Franco Leoni looked the sort who relished challenges of that sort, thrived on them.
‘Now, why don’t we lock up here and find ourselves something to eat?’ He was now so close to her that the hairs on the back of her neck were standing on end. Up close, he was even more disconcerting than he was with a bit of distance between them. Underneath the well-tailored clothes, every inch of his body spoke of well-toned, highly muscled power, and the impression was completed by his swarthy olive colouring, at odds with the strikingly light eyes.
She cautiously edged away and snatched her jacket from the hook on the wall and slipped it on.

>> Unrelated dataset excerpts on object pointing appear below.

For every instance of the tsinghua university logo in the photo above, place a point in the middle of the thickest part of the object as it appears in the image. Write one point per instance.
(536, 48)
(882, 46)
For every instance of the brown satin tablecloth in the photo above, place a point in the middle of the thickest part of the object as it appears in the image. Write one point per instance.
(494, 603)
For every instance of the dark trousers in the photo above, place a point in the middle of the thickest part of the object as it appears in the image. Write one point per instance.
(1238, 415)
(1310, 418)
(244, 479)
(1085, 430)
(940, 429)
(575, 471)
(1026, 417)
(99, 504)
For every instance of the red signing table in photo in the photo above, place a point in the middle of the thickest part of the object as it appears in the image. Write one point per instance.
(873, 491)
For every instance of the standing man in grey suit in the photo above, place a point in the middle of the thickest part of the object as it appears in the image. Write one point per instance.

‘Good girl.’ He opened the door for her and then watched as she nervously locked it behind her and shoved the jangling keyring into her bag.
‘My car’s just outside,’ he said, as they walked down the staircase, ‘and please, try not to wear that fraught expression on your face. It makes me feel like a sick old man who takes advantage of innocent young girls.’ There was lazy amusement in his voice when he said this, and she didn’t have to cast her eyes in his direction to know that he was laughing at her.
His car was a silver Jaguar. He opened the door for her, waited till she had shuffled inside, then strode to the driver’s seat. As soon as the door was shut, he turned to her and said, ‘Now, what do you fancy eating?’
‘Anything!’ Ruth said quickly. The darkness of the car made his presence even more stifling, and she cursed herself for having been railroaded into accepting his invitation. Yes, so he might well be the owner of the company she worked for, but that didn’t mean that he was trustworthy where the opposite sex was concerned.
She wryly recognised the outdated prudery of her logic and smiled weakly to herself. As an only child, and a girl on top of it, she had been cherished and protected by her parents from day one.
‘A girl without pretensions,’ he murmured to himself, starting the engine, ‘very refreshing. Don’t care what you eat. Do you like Italian?’
‘Fine. Yes.’
She could feel her heart pounding like a steam engine inside her as the car pulled smoothly away from the curb.
‘So, where do you fit into the scheme of things at Issues?’
‘If you own the magazine, how is it that you’ve never made an appearance there?’ Ruth blurted out curiously. She was pressed against the car door and was looking at him warily with her wide grey eyes.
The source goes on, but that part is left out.